The techniques of fertilization are increasingly used to achieve a pregnancy, although this does not represent damage to the mother or to the baby, in the future they could have any effect.
A study published in the journal of medicine, Human Reproduction says that the sons of men subjected to techniques of fertilization have lower quantity and quality of sperm than those who were born in the traditional way.
The report details that this occurs in men who, due to infertility, were submitted to the treatment of intracytoplasmic sperm (ICSI for its acronym in English).
The researchers analyzed a group of 54 men between 18 and 22 years born by ivf, and another group of children born spontaneously.
As a result, it was found that those who were born by techniques of fertilization had almost half of the concentration of sperm and two times less in sperm count and total and total.
In comparison with those that were born spontaneously, the ICSIs were three times more likely to have sperm concentrations below 15 million per milliliter of semen.
This procedure was initiated in the Centre of Reproductive Medicine of the Vrije Universiteit Brussel (VUB), in Brussels, Belgium, by Professor André Van Steirteghem, one of the co-authors of this research.
On 14 January 1992 the first baby was born by injection and by 1996, 54 births were registered.
ICSI involves injecting sperm from the father directly in the egg of the mother in a laboratory. Subsequently, the fertilized egg is placed in the belly to achieve pregnancy.
This is a very effective method for those men with sperm of low mobility, because the best are chosen and those are injected in the ovum.

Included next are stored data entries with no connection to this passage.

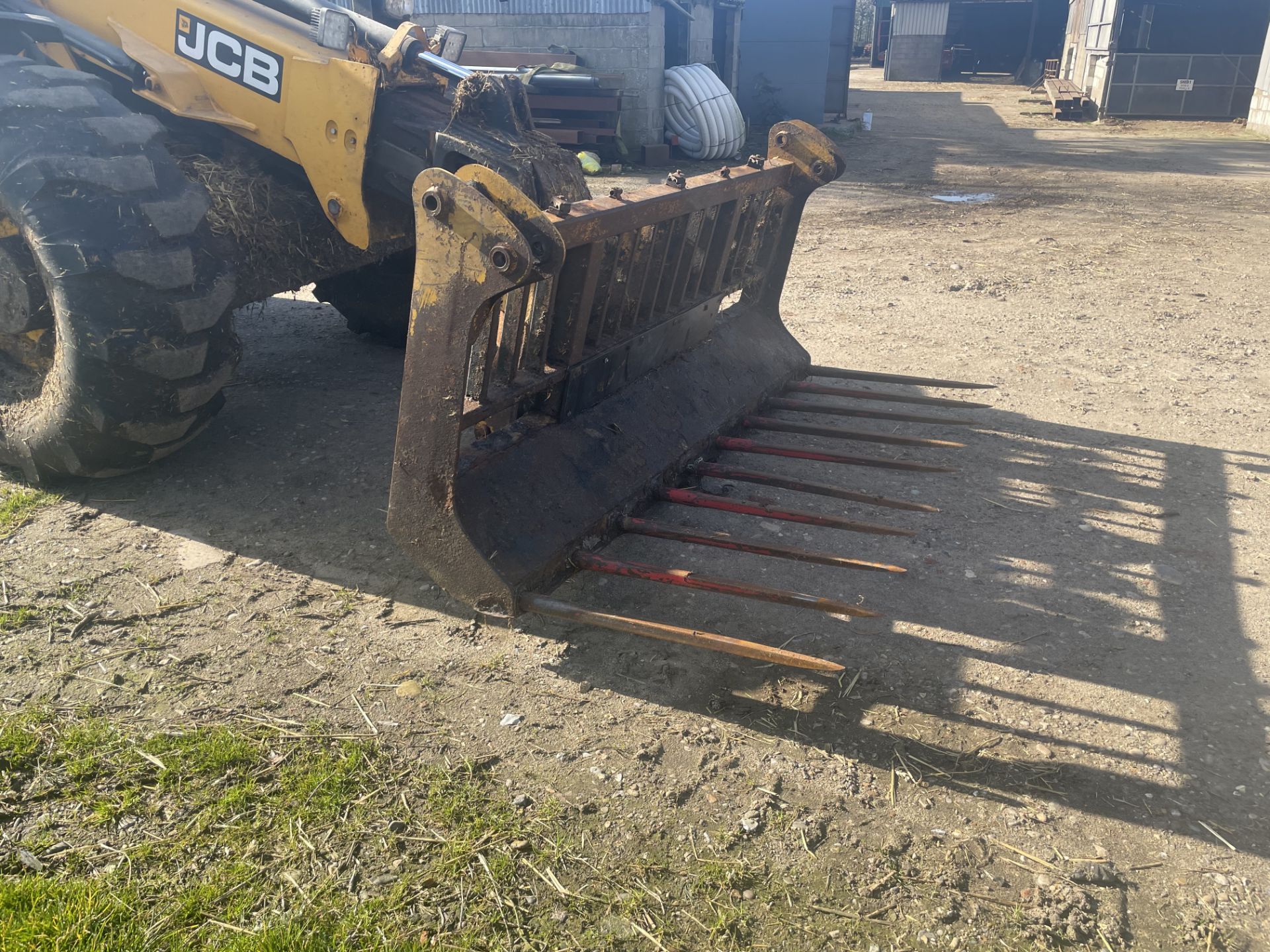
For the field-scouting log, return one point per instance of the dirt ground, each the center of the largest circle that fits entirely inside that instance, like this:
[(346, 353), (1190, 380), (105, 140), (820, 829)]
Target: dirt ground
[(1064, 717)]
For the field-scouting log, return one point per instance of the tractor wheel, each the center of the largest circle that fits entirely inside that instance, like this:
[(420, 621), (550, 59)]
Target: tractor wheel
[(114, 323), (375, 300)]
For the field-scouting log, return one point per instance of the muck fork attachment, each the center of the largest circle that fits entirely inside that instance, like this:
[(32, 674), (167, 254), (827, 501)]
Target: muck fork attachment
[(567, 368)]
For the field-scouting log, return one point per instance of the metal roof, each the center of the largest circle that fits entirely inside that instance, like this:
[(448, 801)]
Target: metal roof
[(531, 7)]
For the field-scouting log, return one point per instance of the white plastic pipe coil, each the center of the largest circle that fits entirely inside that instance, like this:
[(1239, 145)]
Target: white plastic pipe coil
[(701, 111)]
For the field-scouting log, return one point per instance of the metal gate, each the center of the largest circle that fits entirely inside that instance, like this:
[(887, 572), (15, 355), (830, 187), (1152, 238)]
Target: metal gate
[(1184, 85)]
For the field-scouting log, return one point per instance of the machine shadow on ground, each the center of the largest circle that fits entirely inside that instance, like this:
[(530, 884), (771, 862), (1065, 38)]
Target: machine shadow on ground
[(1068, 571)]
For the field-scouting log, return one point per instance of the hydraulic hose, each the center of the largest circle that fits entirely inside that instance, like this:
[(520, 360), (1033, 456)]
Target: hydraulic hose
[(702, 113)]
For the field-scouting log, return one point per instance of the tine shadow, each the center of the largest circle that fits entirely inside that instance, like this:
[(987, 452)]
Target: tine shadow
[(1070, 625)]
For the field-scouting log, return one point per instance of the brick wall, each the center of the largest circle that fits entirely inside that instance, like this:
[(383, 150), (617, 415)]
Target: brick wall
[(633, 45)]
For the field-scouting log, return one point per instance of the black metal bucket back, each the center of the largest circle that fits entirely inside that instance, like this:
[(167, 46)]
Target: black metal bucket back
[(566, 366)]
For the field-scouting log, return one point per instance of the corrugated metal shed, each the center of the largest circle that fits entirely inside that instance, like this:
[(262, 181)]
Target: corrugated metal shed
[(531, 7), (920, 19)]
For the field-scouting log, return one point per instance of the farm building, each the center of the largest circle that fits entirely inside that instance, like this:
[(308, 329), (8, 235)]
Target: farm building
[(1183, 59)]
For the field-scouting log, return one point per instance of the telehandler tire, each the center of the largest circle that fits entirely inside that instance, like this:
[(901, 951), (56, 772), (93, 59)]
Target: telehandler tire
[(114, 311)]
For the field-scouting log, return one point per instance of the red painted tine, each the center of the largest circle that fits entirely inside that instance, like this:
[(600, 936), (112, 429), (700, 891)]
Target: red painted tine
[(748, 446), (681, 636), (814, 429), (746, 507), (821, 489), (808, 387), (808, 407), (723, 539), (818, 371), (683, 578)]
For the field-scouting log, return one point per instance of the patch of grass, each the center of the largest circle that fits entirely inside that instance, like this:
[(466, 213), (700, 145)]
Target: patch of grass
[(19, 743), (229, 840), (18, 506), (18, 619)]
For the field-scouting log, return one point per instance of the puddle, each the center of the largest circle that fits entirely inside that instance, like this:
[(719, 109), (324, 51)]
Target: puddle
[(977, 198)]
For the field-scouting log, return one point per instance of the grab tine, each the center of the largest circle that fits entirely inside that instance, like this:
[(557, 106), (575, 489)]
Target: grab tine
[(818, 371), (825, 390), (748, 446), (683, 578), (693, 637), (807, 407), (748, 507), (820, 489), (724, 539), (813, 429)]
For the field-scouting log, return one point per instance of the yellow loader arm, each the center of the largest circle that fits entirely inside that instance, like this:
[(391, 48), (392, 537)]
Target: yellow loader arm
[(305, 93)]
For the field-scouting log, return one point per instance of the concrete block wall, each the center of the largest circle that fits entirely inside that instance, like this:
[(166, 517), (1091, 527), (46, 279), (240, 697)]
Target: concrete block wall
[(915, 59), (633, 45)]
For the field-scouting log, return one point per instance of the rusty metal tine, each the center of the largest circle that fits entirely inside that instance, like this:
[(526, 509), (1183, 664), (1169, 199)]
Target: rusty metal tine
[(825, 390), (724, 539), (808, 407), (840, 374), (683, 578), (821, 489), (691, 637), (747, 446), (812, 429), (749, 507)]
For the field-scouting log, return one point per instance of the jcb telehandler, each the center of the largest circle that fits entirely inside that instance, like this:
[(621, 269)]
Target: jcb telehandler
[(568, 358)]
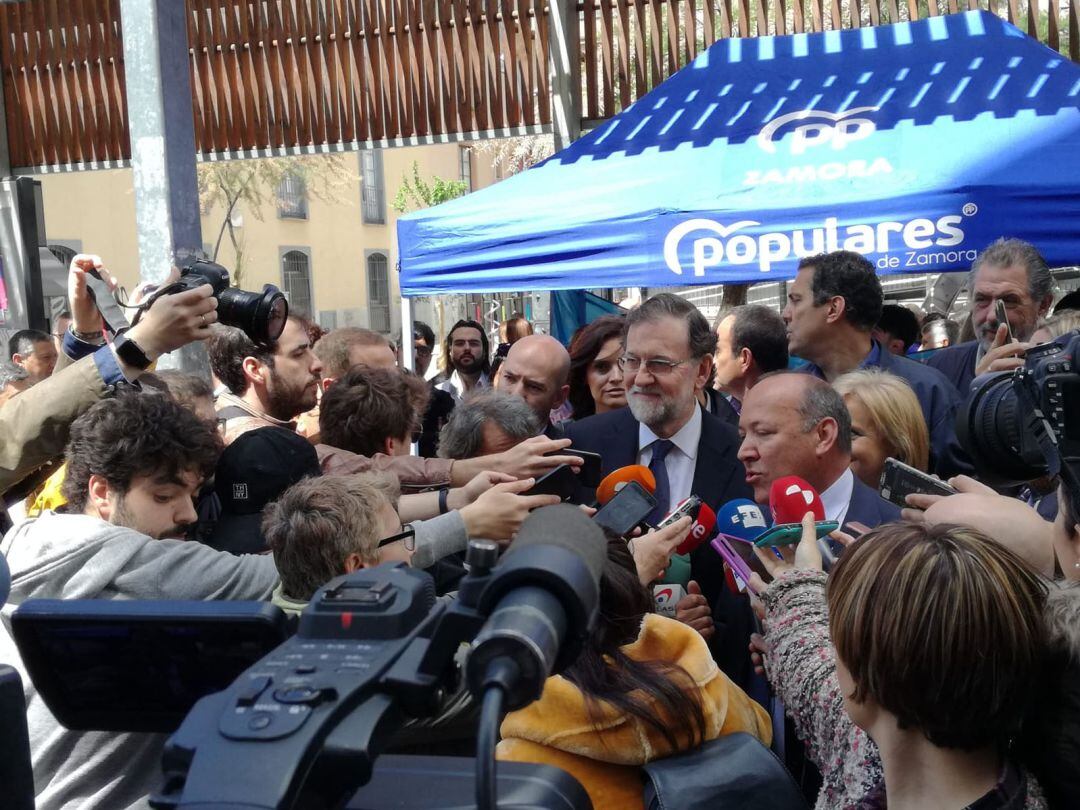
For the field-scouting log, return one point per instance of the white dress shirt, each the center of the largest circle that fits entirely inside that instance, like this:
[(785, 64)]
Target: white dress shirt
[(837, 498), (456, 387), (680, 460)]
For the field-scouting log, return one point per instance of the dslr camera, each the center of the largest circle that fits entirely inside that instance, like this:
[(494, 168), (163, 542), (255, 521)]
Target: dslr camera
[(261, 315), (1025, 424)]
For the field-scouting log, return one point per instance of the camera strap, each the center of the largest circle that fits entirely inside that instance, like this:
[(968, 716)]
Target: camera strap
[(115, 318), (1038, 424)]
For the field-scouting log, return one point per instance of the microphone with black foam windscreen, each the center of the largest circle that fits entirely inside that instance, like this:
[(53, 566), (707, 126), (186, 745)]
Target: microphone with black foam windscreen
[(618, 478), (541, 602)]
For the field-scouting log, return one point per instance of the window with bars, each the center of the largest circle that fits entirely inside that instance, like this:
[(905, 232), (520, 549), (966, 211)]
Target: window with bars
[(372, 188), (292, 198), (378, 293), (464, 154), (63, 254), (296, 280)]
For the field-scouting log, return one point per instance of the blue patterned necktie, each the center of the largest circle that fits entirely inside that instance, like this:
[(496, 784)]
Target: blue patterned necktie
[(660, 449)]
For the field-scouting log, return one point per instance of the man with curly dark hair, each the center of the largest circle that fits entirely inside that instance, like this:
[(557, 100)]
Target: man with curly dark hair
[(134, 464), (268, 385), (833, 306)]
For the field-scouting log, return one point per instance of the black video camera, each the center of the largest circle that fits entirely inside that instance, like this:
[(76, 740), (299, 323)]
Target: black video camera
[(261, 315), (1025, 424), (302, 725)]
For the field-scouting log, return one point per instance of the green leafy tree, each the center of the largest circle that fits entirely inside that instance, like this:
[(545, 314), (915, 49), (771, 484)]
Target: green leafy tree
[(416, 192), (252, 185)]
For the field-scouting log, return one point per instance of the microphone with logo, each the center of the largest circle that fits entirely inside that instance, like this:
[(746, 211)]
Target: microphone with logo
[(615, 481), (672, 586), (790, 499)]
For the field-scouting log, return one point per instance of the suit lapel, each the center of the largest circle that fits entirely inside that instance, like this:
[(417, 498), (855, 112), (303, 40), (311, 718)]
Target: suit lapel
[(712, 472), (620, 444)]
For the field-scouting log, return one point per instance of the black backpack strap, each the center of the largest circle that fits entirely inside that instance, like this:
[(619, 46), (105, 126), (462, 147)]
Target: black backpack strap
[(732, 771)]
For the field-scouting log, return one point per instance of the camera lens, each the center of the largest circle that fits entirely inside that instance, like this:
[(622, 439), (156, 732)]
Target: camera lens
[(262, 315), (990, 427)]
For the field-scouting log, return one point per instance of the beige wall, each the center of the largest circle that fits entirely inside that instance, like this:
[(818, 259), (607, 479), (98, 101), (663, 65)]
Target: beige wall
[(95, 211)]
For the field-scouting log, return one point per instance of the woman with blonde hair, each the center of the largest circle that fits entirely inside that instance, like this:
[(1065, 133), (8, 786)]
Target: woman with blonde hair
[(886, 420)]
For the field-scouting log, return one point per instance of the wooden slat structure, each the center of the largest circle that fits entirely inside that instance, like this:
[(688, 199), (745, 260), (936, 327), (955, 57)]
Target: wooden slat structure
[(288, 77)]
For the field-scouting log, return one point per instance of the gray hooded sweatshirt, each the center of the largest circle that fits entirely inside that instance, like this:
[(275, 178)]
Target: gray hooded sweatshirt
[(81, 557)]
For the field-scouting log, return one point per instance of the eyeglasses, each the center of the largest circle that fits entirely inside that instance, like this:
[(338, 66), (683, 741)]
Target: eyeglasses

The results are not unexpected
As always Steirteghem and his colleagues knew that the child runs a high risk of inheriting fertility problems from the father, although the results of ICSI could not be confirmed in its entirety due to its young age.
“These results are not unexpected: before ICSI have been done, the expectant parents have been informed that it is very possible that their children may have problems with semen and sperm, as well as their parents”. For all parents, this information was not a reason to refrain from passing by the ICSI, since they said: “If this happens, the ICSI will also be a solution for our children,”, recognizes Professor Van Steirteghem.
Explains that the results of ICSI indicate that a degree of “sub-fecundity” was transmitted to the children, although are necessary more studies, because, although genetics may be important in infertility, other factors may also be involved.
“These findings highlight the need to continue and expand other follow-up studies of children conceived through assisted reproductive techniques, for example, analysis of paired samples of parents and children, and see a greater number of descendants. A challenging project for the VUB however, the health authorities and the funding agencies must provide the means to answer questions about the effects of genetics, mode of conception, patterns of fetal growth and birth weight on the fertility of the men of the ICSI “, he concludes.
“do Not be afraid to approach the patients, even though they teach us in school that we should be a little isolated from the emotions of the patients, I think that, as a human being, you must feel this pain, you must prove those wins and take advantage of these sad moments That makes you a better doctor, scientist and, above all, a human being “, he emphasizes.